The Saturday Metal Review

Demon Hunter

Extremist

Solid State

March 18, 2014 

Streaming bright light into darkened corners, Extremist by Demon Hunter spreads truth and hope through the soothing sounds of Death Metal.  Bearing the old school, classic sound with brutal fury, they will melt your soul while firing up a mosh fest.  The title says in a nutshell what the record sounds like.  Extreme lyrics, music, and intensity, the Extremist will lift your spirits, encourage your soul, and pound you like a jack tamper!

Still gargling with sharp rocks and spilling poetry, Ryan Clark is lead vocals; Patrick Judge and Jeremiah Scott show no mercy with guitars; holding down the bottom end, Jonathan Dunn destroys on bass; and everyone’s favorite bear, Yogi Watts, utterly abuses the drums.

The first track begins with a tribal beat and Latin chant.  It rises in volume and then, under the heaviest of rhythms and powerful description, heads straight into two and a half minutes illustrating “Death”.  “Artificial Light” fluxes between Ryan’s guttural punch and his melodious clean vocals, all while the Demon Hunter crew exercises brutality with a mild breakdown.

“What I Am Not” is a classic heavy metal song that tells about the spiritual struggle we all face, and “Last One Alive” carries that classic sound through heartfelt poetry.  In these songs, Ryan uses his clean range to bury the lyrics deep into your mind.  When I think of Demon Hunter, I think of the lyrics and their delivery whether it’s extreme metal or mellow and full of melody.  “I Will Fail You” is one of those songs that burns into my soul, without the music being insane.

“One Last Song” is tucked in the middle of this musical gem with intense rhythms, heavy hand on the snare, and speed to spare.  While on the subject of speed, “Cross to Bear” is venom towards fake martyrs taking on their own punishments and the fact that they have no idea what it means to bear a cross.  It goes beyond simply dragging one down Sunset Strip.  Crucifixion was no joke and was meant to cause the worst of pains and an agonizing death.

“Hell Don’t Need Me” is a mid tempo ditty about finishing the race of this life into a better one, crossing the finish line, even if you’re the last one across.

Okay, enough with the merry melodies, because here comes the pain. “In Time” is an execution in brutality.
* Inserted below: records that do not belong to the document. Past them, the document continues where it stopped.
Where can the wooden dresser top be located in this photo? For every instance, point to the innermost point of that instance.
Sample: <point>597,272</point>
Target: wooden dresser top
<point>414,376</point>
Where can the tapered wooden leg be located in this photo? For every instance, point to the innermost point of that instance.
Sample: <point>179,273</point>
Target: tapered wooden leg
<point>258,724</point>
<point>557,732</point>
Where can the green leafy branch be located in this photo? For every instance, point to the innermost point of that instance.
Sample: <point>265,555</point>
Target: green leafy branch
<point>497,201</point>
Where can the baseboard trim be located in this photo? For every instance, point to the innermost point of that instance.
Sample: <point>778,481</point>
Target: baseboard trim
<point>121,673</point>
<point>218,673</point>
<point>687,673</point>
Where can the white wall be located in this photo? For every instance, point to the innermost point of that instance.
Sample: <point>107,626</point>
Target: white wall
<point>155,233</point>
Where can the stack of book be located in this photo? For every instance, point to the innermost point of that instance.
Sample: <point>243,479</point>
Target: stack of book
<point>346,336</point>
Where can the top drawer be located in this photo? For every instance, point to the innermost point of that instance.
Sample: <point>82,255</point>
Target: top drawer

The chorus breaks down a bit as well as the ending, but everything else is pure power. “Beyond Me” is a beckon to not let your heart grow hard and wander a road beyond the love of God.

Back to the grind in a slow-fast-slow fashion with another set of lyrics that light up the fire in your soul and smothers out the flames with “Gasoline”!

Extremist ends with “The Heart of a Graveyard”, a mid-tempo classic 80’s hard rock sound, (de-tuned of course) that poses the question of, “where do you find your hope?” He begs, “Tell me that your final home is not a shot in the dark/ tell me that your hopes and dreams don’t end in the heart”.

As a long time follower of Demon Hunter, I would say it’s like Part 2 of The Triptych.  The heavy, powerful, and melodic tunes are equal, the lyrics cut to the heart, all from a band that makes no apologies.

Vocals are what matter, here and on every Demon Hunter record, the music is gravy.  Demon Hunter delivers with Extremist, an album that will make you feel every emotion from sadness to happiness, loss to freedom, and finally hope.  They constantly challenge the listener to look deep in their soul and seek truth.  Demon Hunter embodies boldness, humbleness, and honesty, and they do it loudly.  This record gets a 10 for its extreme stand for righteousness and extremely powerful band of musicians that make each song memorable.